Did you know I have trouble riding trains?
As a poor student they are my primary method of transport. I ride several each day on most days, and I live across the road from a station. I’m on one now, listening to my music and typing this post on my second hand iPhone with a gorgeous minion case.
But I struggle with it every day. Every day I wait at the station, every day I hear the trains noisily go by my bedroom window.
Because it reminds me of things I want to forget.
Days crying on my bed, wanting to run out and jump in front of the next one.
Times when I was on my way somewhere, hopelessly waiting for my ride to come, fighting the impulse to take that step away from safety.
Every time I get on one of these things, no matter how well I’m feeling, I remember. The pain, the crushing feeling, the desperation for an end.
But I get on every day.
I keep living my life.
That’s all we can do, right?
To my readers with Bipolar who can relate to this, you are strong. You are stronger than people give you credit for.

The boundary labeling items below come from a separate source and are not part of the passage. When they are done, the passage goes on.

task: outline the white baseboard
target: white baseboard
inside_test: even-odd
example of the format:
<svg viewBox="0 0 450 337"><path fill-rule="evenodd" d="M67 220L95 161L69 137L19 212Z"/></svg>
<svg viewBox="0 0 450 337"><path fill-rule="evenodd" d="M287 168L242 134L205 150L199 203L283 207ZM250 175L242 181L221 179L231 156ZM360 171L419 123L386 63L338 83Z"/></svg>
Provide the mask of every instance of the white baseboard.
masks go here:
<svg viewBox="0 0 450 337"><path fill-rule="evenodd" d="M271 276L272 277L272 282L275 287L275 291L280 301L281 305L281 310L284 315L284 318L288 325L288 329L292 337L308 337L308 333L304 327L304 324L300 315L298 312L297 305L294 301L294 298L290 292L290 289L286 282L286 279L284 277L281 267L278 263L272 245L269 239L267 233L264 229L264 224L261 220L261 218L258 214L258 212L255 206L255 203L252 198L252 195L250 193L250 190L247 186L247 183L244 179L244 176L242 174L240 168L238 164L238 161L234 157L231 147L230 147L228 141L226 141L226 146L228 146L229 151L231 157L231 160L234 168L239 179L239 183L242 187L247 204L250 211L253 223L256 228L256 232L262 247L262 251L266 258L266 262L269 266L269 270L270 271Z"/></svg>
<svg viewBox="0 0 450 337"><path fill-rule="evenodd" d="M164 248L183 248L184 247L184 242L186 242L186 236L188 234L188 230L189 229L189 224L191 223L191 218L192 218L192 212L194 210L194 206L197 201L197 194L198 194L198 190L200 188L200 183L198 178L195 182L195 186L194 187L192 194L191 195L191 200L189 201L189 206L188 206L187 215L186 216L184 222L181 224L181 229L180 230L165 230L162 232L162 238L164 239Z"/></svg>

It’s not just about making it through the hard time, it’s living in the aftermath. I admire anyone who continues to live after these times. I admire you.
And if you know anyone who struggles with Depression or Bipolar, recognise how difficult even the little things can be. Let them know how wonderful they are.
(Apologies if this is poorly written. I’m operating on 30% brain power while I recover from a stomach bug. Regular posts will resume once I sort out my university schedule.)